O yıl saçma sapan müzikler (pop- arabesk) bağırtılarak deniz yarışlarıyla sürdürülen bu bayramı şöyle tanıtmıştım:
“Bu bayram, Cumhuriyetle başlayan bir egemenliğimizin kutlanması. Cumhuriyete olan bir gönül borcumuzun daha dile getirilmesi, bu nedenle denizde, deniz eğlenceleri düzenlenerek eğlenilmesi."
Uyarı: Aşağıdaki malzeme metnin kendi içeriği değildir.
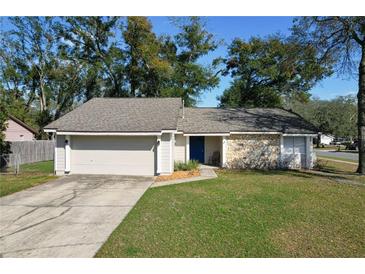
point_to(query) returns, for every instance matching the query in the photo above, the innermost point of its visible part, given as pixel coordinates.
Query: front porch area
(205, 149)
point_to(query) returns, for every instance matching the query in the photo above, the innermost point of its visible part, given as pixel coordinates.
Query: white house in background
(145, 136)
(17, 130)
(327, 139)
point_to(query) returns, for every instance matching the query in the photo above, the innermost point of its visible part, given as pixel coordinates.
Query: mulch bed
(178, 175)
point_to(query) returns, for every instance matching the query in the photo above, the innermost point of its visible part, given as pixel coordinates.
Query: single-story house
(17, 130)
(145, 136)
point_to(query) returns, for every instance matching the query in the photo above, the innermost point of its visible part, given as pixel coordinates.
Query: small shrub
(190, 165)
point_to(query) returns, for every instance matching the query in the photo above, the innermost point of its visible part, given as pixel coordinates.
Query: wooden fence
(31, 151)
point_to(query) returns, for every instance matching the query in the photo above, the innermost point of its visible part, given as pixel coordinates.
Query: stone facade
(253, 151)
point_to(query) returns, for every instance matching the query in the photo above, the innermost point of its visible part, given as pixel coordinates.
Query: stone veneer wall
(253, 151)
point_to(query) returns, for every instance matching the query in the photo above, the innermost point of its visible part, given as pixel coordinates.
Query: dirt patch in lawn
(178, 175)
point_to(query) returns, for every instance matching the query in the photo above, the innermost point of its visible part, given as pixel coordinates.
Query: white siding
(60, 154)
(179, 151)
(212, 144)
(294, 152)
(166, 153)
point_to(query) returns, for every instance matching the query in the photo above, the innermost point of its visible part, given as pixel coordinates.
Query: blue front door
(197, 148)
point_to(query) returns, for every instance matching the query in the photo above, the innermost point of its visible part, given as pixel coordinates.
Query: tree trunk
(361, 113)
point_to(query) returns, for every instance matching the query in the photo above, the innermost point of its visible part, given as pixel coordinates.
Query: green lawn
(30, 175)
(245, 214)
(338, 158)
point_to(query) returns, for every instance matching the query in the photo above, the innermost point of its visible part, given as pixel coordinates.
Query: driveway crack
(33, 225)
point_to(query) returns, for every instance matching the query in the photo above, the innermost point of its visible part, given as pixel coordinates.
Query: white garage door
(122, 155)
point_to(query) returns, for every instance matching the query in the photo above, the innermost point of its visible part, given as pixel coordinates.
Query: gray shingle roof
(212, 120)
(156, 114)
(121, 115)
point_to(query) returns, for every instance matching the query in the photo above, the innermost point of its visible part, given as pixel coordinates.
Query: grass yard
(30, 175)
(337, 158)
(245, 214)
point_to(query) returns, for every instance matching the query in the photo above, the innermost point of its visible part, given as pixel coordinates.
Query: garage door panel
(113, 155)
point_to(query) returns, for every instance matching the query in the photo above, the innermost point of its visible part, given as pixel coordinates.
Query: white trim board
(206, 134)
(110, 133)
(300, 135)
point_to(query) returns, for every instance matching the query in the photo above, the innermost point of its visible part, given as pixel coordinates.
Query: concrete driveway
(353, 156)
(69, 217)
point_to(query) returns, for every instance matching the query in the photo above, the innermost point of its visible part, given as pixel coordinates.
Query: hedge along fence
(31, 151)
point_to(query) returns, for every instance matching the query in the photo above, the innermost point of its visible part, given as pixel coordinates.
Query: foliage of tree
(189, 77)
(3, 122)
(146, 69)
(92, 43)
(337, 117)
(50, 65)
(266, 72)
(340, 41)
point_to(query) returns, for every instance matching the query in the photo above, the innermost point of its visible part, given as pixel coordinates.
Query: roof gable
(121, 115)
(215, 120)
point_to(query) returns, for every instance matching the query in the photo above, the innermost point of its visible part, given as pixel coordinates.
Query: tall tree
(266, 72)
(340, 41)
(190, 77)
(3, 123)
(93, 43)
(146, 69)
(33, 44)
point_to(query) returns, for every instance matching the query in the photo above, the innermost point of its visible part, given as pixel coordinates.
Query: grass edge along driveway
(245, 214)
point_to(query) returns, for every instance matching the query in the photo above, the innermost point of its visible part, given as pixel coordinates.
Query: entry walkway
(206, 173)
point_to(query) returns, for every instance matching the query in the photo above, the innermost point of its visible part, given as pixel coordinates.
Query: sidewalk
(335, 160)
(206, 173)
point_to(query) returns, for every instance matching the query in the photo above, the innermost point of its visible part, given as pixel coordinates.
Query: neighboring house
(17, 130)
(327, 139)
(145, 136)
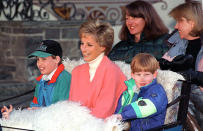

Bu da günün tarihi, bilmemiz gerekenler:
“Kabotaj (cabotage) Fransızca kökenli bir söz. Bir ülkenin, kendi iskeleleri, limanları arasında gemi işletmesi. Yabancı gemilere, yabancı uyruklu kimselerin işlettiği gemilere devletlerin kendi ülkeleri için yasak koymasının adı; kobotaj yasağı. Kabotaj hakkı, bir ülkenin kendi iskele ve limanlarında gemi işletme hakkı. Kabotaj yasasına göre, Türk karasularında, Marmara’da, Türkiye’nin nehir ve göllerinde gemi bulundurmak, taşımacılık, ticaret hakkı Türk vatandaşlarına tanınmakta, yabancıların Türk gemileriyle ticareti önlenmekte. Yine bu yasayla Türkiye’nin kıyılarından kum çakıl çıkarılması, deniz kurtarma - yardım faaliyetleri, dalgıçlık, klavuzluk, kaptanlık, çarkçılık, tayfalık, gemilerle, limanla ilgili her türlü işler Türk vatandaşlarına tanınmakta. Yabancı bayrak taşıyan gemilerin bu tür işler yapması suç sayılıyor. Böylece yabancıların Türk gemileriyle ticaret yapması önlenmiş. Yabancı gemiler ancak ülkelerinden aldıkları yolcuları ve yükleri Türk limanlarına, Türk limanlarından aldıkları yolcuları, yükleri de yabancı limanlara taşıyabilirler."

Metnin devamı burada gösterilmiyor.